The woman architect will pay especial attention to the plumbing, not only to its sanitary, but also to its ornamental aspect, which leaves much to be desired. And she will, if it is humanly possible, construct a bathroom for those of the household who need it most—the servants; and when she has done all this, then she has only done what is common in American houses built for families of comfortable, but not large incomes.
Further, the woman architect will study the economical use of electricity. She will not (being a woman) waste it by putting too much of it in impossible and unbecoming places, and yet at the same time she will know just where to place an artful lamp so that her long-suffering sister will at last be able to see, even at night, how her dress hangs. She will not be extravagant; for extravagance she leaves to her brother architects, who understand neither the value of space nor the wise economy of exertion. For this reason I urge that women should become architects, but only domestic architects. They must not meddle with cathedrals!
The more comfortable and convenient the houses are the more pleasant the daily life, and what that means as an influence on the temper of a nation cannot be over-estimated. It may do for peace what the Hague Conference has so magnificently failed to do. So we shall inevitably become a better and happier people when the minor problems of life are solved once for all: the carrying of coal upstairs; the freezing in winter, because the heating methods are inadequate; and the shielding of one's wardrobe from the festive moth in a space already overflowing with other garments.
No, women should never build cathedrals; but I am quite sure it is their destiny to build what is possibly of even greater importance, and that is the homes of the people.
The Electric Age
The American contribution to the characteristics of nations is hurry, and it is so contagious that the whole world has caught the infection—the whole world is in a hurry!
The modern man has as much emotion and variety crammed into a year of his life as would have sufficed to leaven generations of lives two hundred years ago. Now as we can only eat so much with comfort, in the same way our brains will only assimilate so many impressions, and our hearts will only bear a certain amount of emotion. If we have too many impressions we go mad, and if our hearts are too full they break, only we are told there is no such thing as a broken heart. But there is.

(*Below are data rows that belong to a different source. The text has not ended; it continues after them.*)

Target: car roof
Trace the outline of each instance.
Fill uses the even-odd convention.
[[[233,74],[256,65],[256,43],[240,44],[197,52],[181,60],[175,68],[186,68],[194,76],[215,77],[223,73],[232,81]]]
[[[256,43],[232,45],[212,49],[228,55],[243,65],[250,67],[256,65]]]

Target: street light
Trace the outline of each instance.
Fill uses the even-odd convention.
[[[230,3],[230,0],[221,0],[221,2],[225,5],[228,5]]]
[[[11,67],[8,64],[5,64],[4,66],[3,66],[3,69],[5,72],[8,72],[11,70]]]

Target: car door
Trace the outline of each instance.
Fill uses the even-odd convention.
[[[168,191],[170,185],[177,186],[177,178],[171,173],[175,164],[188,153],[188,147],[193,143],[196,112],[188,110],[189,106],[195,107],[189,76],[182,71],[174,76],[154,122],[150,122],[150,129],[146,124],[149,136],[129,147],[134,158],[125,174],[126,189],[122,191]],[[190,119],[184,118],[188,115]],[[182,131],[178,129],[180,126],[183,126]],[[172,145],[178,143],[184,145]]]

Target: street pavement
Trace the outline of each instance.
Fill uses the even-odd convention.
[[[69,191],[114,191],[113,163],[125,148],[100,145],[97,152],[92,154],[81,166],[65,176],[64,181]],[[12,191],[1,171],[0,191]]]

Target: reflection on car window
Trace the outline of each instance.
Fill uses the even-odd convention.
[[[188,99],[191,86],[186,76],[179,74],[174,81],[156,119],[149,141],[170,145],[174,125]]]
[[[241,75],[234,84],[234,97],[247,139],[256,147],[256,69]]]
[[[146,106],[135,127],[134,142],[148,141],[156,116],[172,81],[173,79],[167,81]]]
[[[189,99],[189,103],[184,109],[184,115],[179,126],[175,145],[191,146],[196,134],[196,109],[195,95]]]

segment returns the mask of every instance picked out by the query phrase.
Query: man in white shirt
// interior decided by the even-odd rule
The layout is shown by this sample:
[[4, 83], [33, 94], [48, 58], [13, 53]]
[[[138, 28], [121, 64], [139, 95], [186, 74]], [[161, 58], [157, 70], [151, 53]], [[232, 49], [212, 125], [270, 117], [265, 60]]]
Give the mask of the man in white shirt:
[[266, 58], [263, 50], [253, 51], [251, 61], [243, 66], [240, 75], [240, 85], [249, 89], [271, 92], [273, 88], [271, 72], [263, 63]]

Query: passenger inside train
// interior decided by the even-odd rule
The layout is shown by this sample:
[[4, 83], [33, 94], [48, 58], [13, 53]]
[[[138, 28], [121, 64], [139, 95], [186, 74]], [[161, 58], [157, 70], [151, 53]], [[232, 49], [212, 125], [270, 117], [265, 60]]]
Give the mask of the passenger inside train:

It goes without saying that impressions, both on the heart and the brain, which are as rapid and broken as the biograph, must be of infinitesimal duration. It is therefore a foregone conclusion that the modern man is not only in a perpetual hurry from his cradle to that final rest where all hurry ceases, but his memory, being limited to a certain number of photographic plates, while the impressions are unlimited, has but an infinitesimal space for each. The appeals made to our understanding in those limited years we call a lifetime are simply maddening. We have the entire daily history of the world dished up hot for a ha'penny innumerable times a day, and when it is a day old it is ancient history fit only to do up bundles with or light the fire.
It is perhaps not one of the least terrors of life that the world is growing so small, cruelly linked together by the copper coils of the cable, that before long there will not be left a nook or cranny where the soul can escape to solitude. There will be nothing left to discover in this little world, and if the astronomers do not come to our aid where will the outlet be for eager adventurers?